Chocolate description:
Enjoy the most romantic Valentine’s Day of your life with Matt’s “Je vois la vie en rose et en violet”, an abundance of British decadence, the first truffle is a white chocolate ganache infused with a deliciously cuddly violet crème and the second is a white chocolate ganache infused with a sensual rose liquor. Matt has used Valrhona’s Opalis white chocolate to give them a warm cosy feeling. Both truffles are enrobed in delicious milk chocolate.

Belgium is synonymous with chocolate. And indeed, this is the tale of a chocolatier who harks from that very country – albeit a rather unconventional one.

This chap’s tipple of choice is whisky, not the beer his homeland is so renowned for, he lives in Blighty, not Brussels, and he prefers to work with interesting bean-to-bar, single-origin chocolate from all over the world rather than the Belgian stuff that’s so often upheld as the pinnacle of luxury.

There’s no denying that Matthieu de Gottal is a garrulous character, but he doesn’t just talk the talk – he walks the walk. Since setting himself up as a professional chocolatier in November 2014, his extraordinary chocolates have earned him a firm fan base, and accrued no less than a coshel of awards from prestigious industry bodies like the Academy of Chocolate.

Barry Callebaut-trained Matthieu is a restless, quality-obsessed perfectionist, but a good few drams of his beloved whisky each day help him stay as mellow as one of his Atholl Brose ganaches. Whisky chocolates are where he’s made his mark thus far, but any ingredient is ripe for inclusion in one of his infusions – from roses to oranges.

Days in his development lab see Matthieu trialing new creations over and over again, then quite probably once more for good measure; tweaking recipes until they’re not only ‘just right’ but until they’re even better than that.

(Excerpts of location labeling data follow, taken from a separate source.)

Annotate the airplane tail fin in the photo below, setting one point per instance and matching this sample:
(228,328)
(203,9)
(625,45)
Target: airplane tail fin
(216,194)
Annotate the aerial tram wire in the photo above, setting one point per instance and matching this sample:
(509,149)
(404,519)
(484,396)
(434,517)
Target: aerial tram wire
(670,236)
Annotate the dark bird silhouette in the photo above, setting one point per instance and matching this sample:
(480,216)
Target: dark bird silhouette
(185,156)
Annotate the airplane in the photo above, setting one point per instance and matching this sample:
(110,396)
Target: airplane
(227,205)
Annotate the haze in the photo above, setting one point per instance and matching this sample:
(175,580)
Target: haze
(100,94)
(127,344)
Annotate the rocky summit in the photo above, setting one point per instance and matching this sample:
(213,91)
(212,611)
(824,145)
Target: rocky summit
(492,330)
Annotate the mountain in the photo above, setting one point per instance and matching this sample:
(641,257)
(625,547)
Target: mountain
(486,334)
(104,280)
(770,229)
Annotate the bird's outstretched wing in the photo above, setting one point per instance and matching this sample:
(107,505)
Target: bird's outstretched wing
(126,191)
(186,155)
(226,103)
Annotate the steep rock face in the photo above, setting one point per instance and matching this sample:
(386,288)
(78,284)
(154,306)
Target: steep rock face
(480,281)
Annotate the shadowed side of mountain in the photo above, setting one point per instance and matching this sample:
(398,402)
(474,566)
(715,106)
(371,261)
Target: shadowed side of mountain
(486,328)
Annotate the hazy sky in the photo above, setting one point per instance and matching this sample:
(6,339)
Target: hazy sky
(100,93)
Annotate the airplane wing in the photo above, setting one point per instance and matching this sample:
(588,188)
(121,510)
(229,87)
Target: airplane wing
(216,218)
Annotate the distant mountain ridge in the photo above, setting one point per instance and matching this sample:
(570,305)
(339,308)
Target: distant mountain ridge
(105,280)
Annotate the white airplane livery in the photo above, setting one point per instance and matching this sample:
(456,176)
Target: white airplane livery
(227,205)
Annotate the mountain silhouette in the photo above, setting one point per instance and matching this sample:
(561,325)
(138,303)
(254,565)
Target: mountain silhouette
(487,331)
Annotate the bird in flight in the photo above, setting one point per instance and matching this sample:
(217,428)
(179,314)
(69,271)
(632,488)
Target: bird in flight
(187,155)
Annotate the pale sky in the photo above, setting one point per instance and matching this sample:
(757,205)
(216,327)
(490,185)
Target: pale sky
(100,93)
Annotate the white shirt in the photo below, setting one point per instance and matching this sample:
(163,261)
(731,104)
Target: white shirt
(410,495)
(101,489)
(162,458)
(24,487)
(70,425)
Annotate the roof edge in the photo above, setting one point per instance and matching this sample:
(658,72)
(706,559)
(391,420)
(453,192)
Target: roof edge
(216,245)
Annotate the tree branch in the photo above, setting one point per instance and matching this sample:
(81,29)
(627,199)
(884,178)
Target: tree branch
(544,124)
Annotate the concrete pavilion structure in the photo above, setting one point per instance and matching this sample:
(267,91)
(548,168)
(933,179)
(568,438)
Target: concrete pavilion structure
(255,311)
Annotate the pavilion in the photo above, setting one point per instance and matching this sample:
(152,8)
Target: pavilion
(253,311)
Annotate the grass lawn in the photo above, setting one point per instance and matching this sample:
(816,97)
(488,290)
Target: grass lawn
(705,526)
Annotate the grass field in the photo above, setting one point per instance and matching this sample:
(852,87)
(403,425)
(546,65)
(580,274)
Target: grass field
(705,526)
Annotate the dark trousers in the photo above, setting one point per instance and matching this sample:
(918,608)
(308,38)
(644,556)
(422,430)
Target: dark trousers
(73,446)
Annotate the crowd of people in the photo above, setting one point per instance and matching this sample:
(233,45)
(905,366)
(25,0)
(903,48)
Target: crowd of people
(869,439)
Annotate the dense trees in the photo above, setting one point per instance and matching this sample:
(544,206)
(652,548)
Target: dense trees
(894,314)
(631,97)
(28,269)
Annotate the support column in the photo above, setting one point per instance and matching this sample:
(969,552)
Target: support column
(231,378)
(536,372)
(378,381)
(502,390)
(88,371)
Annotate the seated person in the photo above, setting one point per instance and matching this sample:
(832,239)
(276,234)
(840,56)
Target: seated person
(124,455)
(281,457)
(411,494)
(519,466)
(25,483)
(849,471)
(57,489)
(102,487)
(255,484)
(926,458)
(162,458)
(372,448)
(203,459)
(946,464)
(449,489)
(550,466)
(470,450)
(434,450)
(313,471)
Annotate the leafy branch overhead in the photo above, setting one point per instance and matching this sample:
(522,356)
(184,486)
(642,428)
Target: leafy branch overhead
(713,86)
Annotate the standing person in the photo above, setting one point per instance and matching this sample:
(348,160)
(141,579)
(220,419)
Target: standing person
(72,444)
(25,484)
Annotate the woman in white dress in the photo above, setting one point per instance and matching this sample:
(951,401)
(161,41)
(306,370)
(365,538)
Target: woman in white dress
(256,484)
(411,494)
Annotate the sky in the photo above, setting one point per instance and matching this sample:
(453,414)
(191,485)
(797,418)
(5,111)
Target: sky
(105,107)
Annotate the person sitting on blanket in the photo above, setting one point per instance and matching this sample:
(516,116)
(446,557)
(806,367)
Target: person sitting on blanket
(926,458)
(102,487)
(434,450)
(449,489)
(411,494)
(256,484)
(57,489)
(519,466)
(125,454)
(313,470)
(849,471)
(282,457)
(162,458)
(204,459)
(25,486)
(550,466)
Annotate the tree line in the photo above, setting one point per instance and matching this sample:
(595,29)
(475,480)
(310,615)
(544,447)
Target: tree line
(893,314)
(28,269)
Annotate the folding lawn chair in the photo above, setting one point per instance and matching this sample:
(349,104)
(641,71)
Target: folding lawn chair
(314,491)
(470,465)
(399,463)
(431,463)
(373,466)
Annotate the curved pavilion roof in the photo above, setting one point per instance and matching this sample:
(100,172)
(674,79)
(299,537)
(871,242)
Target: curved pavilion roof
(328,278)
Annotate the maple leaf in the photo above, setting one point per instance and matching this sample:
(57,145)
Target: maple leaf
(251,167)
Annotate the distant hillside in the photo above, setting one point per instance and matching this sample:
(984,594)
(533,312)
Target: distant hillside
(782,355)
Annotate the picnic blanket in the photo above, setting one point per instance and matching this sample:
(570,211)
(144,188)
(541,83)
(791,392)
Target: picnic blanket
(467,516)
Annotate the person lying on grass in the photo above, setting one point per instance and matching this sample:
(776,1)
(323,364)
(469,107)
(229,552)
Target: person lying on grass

Each from-scratch small batch numbers just 250 chocolates, with his meticulous production process taking a full four days from start to finish.

It isn’t easy to capture the true spirit of a spirit in chocolate; and all-too easy to lose the nuances so essential to a product’s character. But, quite frankly, this Nailsworth chocolatier has nailed it. His devotion to both fine whisky and fine chocolate won’t let Matthieu treat either with less than the greatest respect, and every ounce of that tender loving care is evident in the eating.

Fans of a dram might opine that whisky and chocolate work well together, but are best imbibed side-by-side, not bought together in a fancy bon-bon. Those fans clearly need to have a word with Matthieu, or try a box of his chocs.

That box might contain the award-winning white chocolate Penderyn Sherry Cask and honey ganache with its tropical tones, the powerfully-peaty Laphroaig Quarter Cask ganache made with 50% Madagascar milk chocolate, or an exceptional Atholl Brose-inspired truffle made with Aberlour-soaked oats and honey.

And it’s a pretty safe bet that box will also contain a lot of alcohol. Matthieu has a generous hand when adding slugs of spirit. His chocolates pack a powerful punch, but are never overpowering. It’s all about alchemy and an understanding of one’s raw materials. Accordingly, this chocolatier indulges in regular and meticulous whisky and chocolate tastings, and will freely admit that he has it tough.

But Matthieu is not a man to rest on his laurels – or even in a comfy leather chair with a glass in his hand – for long. He’s currently garnering a reputation as a bit of a spice boy, with International Chocolate Award-winning ‘Salty Fennel’ and Amrut Fusion-infused Kashmiri chilli chocolates already in his remit, and much delicious development on the horizon.

One could waffle on for eternity about the exquisite nature of this Belgian chocolatier’s wares – but the most compelling case is made simply through sampling.